Several factors are converging to drive this quality improvement. First, the Vietnamese government's variety diversification program has introduced Typica, Bourbon, and SL28 cultivars alongside the traditional Catimor, which was selected in the 1990s primarily for its disease resistance and yield rather than cup quality. Second, processing innovation — particularly honey processing and natural processing — is expanding the flavor repertoire of Vietnamese Arabica beyond the clean but sometimes flat profile of fully washed Catimor.
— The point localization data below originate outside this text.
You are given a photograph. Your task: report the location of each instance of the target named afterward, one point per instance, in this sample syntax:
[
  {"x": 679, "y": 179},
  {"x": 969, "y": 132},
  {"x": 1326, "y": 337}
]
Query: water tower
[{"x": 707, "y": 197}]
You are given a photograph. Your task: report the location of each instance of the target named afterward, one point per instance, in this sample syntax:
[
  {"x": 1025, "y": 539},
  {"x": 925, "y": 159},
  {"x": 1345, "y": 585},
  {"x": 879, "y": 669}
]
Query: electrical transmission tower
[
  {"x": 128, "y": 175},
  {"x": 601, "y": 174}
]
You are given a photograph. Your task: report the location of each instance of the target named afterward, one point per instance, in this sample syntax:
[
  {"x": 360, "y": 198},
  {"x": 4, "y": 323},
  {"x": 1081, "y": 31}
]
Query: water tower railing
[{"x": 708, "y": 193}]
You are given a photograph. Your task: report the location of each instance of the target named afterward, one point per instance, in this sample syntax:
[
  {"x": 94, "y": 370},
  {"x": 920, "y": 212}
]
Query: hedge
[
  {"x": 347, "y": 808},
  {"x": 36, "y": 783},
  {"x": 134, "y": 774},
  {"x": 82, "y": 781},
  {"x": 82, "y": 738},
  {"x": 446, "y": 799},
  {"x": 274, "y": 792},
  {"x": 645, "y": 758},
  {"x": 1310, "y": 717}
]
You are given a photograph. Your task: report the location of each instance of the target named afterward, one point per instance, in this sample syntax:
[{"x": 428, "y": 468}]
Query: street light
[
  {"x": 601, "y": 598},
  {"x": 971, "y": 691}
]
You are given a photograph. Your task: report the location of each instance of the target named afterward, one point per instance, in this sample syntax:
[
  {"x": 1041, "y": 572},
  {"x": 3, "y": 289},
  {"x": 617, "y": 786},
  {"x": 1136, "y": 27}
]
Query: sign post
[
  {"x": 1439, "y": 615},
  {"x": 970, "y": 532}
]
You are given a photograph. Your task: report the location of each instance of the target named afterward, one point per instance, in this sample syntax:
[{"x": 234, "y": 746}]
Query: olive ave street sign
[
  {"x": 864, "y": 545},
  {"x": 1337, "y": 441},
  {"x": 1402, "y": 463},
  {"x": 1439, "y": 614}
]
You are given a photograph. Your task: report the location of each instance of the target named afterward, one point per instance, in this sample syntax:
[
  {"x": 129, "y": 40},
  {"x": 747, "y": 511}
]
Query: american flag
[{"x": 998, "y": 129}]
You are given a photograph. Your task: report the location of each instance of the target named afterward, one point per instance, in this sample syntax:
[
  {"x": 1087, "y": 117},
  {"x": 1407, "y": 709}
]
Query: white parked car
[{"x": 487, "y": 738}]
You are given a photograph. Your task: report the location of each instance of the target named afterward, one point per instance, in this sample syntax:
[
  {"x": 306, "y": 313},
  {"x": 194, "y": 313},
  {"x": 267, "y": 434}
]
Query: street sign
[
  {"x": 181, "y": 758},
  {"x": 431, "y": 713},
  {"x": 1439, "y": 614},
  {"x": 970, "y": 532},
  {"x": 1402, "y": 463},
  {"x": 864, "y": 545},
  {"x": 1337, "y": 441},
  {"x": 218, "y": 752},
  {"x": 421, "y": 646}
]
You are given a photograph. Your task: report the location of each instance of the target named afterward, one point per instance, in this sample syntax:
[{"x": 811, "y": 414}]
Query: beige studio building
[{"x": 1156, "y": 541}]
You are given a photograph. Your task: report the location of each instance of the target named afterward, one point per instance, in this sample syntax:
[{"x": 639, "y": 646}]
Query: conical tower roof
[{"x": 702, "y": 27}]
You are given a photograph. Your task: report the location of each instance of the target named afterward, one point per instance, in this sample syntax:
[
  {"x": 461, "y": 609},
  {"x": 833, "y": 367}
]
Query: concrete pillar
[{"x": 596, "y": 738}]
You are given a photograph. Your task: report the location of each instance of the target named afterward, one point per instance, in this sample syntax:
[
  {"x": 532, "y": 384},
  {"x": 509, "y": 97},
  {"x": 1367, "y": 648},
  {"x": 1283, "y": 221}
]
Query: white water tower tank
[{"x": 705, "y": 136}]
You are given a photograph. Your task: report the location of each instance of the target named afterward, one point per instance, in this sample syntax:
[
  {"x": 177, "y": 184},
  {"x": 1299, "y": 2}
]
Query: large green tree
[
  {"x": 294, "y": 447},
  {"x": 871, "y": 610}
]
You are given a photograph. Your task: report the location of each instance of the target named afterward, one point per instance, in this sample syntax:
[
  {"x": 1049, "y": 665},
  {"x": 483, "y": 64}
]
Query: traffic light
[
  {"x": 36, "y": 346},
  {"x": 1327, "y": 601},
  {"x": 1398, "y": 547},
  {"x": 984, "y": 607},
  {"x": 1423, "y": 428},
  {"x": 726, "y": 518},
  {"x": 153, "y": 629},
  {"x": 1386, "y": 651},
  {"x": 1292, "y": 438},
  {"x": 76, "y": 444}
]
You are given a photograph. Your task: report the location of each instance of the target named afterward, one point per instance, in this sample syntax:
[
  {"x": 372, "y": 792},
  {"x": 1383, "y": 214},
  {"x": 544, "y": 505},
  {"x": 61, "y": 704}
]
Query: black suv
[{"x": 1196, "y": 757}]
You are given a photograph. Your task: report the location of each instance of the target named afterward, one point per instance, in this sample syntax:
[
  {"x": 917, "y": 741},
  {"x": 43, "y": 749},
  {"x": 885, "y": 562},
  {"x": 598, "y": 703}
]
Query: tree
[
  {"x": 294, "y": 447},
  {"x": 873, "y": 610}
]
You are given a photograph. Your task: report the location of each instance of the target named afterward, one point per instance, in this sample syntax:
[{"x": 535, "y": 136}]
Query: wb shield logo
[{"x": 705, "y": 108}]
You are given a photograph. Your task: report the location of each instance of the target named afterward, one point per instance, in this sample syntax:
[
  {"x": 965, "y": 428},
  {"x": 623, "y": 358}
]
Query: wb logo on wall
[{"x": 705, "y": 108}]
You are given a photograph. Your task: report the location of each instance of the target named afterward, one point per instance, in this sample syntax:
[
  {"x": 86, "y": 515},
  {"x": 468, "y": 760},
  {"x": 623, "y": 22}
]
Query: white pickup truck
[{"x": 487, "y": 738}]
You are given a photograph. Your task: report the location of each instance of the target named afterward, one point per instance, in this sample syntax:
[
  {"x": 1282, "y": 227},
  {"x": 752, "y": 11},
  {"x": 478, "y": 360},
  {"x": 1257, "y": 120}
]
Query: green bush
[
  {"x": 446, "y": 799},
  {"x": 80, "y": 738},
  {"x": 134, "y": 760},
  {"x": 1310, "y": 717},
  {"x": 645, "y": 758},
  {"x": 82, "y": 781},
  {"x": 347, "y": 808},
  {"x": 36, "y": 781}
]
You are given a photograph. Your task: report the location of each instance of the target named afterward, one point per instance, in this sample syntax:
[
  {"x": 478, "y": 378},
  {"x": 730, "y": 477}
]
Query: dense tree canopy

Third, a new generation of Vietnamese coffee producers, many trained through programs like Coffee Quality Institute courses and Specialty Coffee Association workshops, is approaching Arabica cultivation with the precision and attention to post-harvest processing that specialty markets demand.
VCG's Arabica sourcing program currently works with 80 farms in Cau Dat and Son La, purchasing cherry at a premium of 25-40% above local market prices in exchange for strict quality protocols: selective picking of only fully ripe cherry, delivery to processing stations within 6 hours of harvest, and adherence to VCG's processing specifications. Our new Binh Duong processing line is configured specifically to handle the smaller volumes and more delicate processing requirements of specialty Arabica, with separate milling, sorting, and roasting equipment dedicated to Arabica production.
For international buyers, Vietnamese Arabica offers a compelling combination of specialty quality, competitive pricing, and reliable supply. FOB Ho Chi Minh City pricing for specialty-grade (84+ points) Vietnamese Arabica ranges from $4,500-5,200 per metric ton — a significant discount to comparably scored lots from Colombia ($6,000-7,500) or Ethiopia ($5,800-7,000). As cold brew, filter coffee, and single-origin espresso continue to grow in Asian and European markets, VCG expects demand for Vietnamese specialty Arabica to double by 2028. The world is discovering what we have long known: Vietnamese coffee has far more to offer than Robusta alone.